Dataset Exploration¶

Introduction¶

In an ideal world, we will have all of the data we want with all of the desirable properties (no missing values, no errors, standard formats, and so on). However, that is hardly ever true - and we have to work with using our datasets to answer questions of interest as intelligently as possible.

In this notebook, we will explore our datasets to answer some questions of interest.

Learning Objectives¶

This notebook will give you the opportunity to spend some hands-on time with the data.

This notebook will take you around the different ways you can analyze your data. This involves looking at basic metrics in the larger dataset, taking a random sample, creating derived variables, making sense of the missing values, and so on.

This will be done using both SQL and pandas in Python. The sqlite3 Python package will give you the opportunity to interact with the database using SQL to pull data into Python. Some additional manipulations will be handled by Pandas in Python (by converting your datasets into dataframes).

This notebook will provide an introduction and examples for:

How to create new tables from the larger tables in database (sometimes called the "analytical frame")
How to explore different variables of interest
How to explore aggregate metrics
How to handle missing values
How to join newly created tables

Methods¶

We will be using the sqlite3 Python package to access tables in our database - SQLite3.

To read the results of our queries, we will be using the pandas Python package, which has the ability to read tabular data from SQL queries into a pandas DataFrame object. Within pandas, we will use various commands to:

Create statistical summaries
Create subsets of the data

Within SQL, we will use various queries to:

select data subsets
Sum over groups
create new tables
Count distinct values of desired variables
Order data by chosen variables

Python Setup¶

In Python, we import packages. The import command allows us to use libraries created by others in our own work by "importing" them. You can think of importing a library as opening up a toolbox and pulling out a specific tool. Among the most famous Python packages:

numpy is short for "numerical Python". numpy is a lynchpin in Python's scientific computing stack. Its strengths include a powerful N-dimensional array object, and a large suite of functions for doing numerical computing.
pandas is a library in Python for data analysis that uses the DataFrame object (modeled after R DataFrames, for those familiar with that language) which is similiar to a spreedsheet but allows you to do your analysis programaticaly rather than the point-and-click of Excel. It is a lynchpin of the PyData stack and is built on top of numpy.
sqlite3 is a library that helps us connect to an sqlite3 database.

In [1]:

# pandas-related imports
import pandas as pd

# database interaction imports
import sqlite3

# Graphing
import matplotlib as mpl
import seaborn as sns
%matplotlib inline 

When in doubt, use shift + tab to read the documentation of a method.

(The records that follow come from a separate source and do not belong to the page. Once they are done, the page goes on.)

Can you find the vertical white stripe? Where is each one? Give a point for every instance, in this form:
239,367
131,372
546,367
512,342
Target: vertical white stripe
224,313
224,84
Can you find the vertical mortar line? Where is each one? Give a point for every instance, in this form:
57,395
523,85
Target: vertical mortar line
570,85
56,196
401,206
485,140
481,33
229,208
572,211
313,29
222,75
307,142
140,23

The help() function provides information on what you can do with a function.

In [2]:

# for example
help(sqlite3.connect)

Help on built-in function connect in module _sqlite3:

connect(...)
    connect(database[, timeout, detect_types, isolation_level,
            check_same_thread, factory, cached_statements, uri])
    
    Opens a connection to the SQLite database file *database*. You can use
    ":memory:" to open a database connection to a database that resides in
    RAM instead of on disk.

Load the Data¶

We can execute SQL queries using Python to get the best of both worlds. For example, Python - and pandas in particular - make it much easier to calculate descriptive statistics of the data. Additionally, as we will see in the Data Visualization exercises, it is relatively easy to create data visualizations using Python.

Pandas provides many ways to load data. It allows the user to read the data from a local csv or excel file, pull the data from a relational database, or read directly from a URL (when you have internet access). Since we are working with an SQLite3 database, we will demonstrate how to use pandas to read data from a relational database. For examples to read data from a CSV file, refert to the pandas documentation Getting Data In/Out.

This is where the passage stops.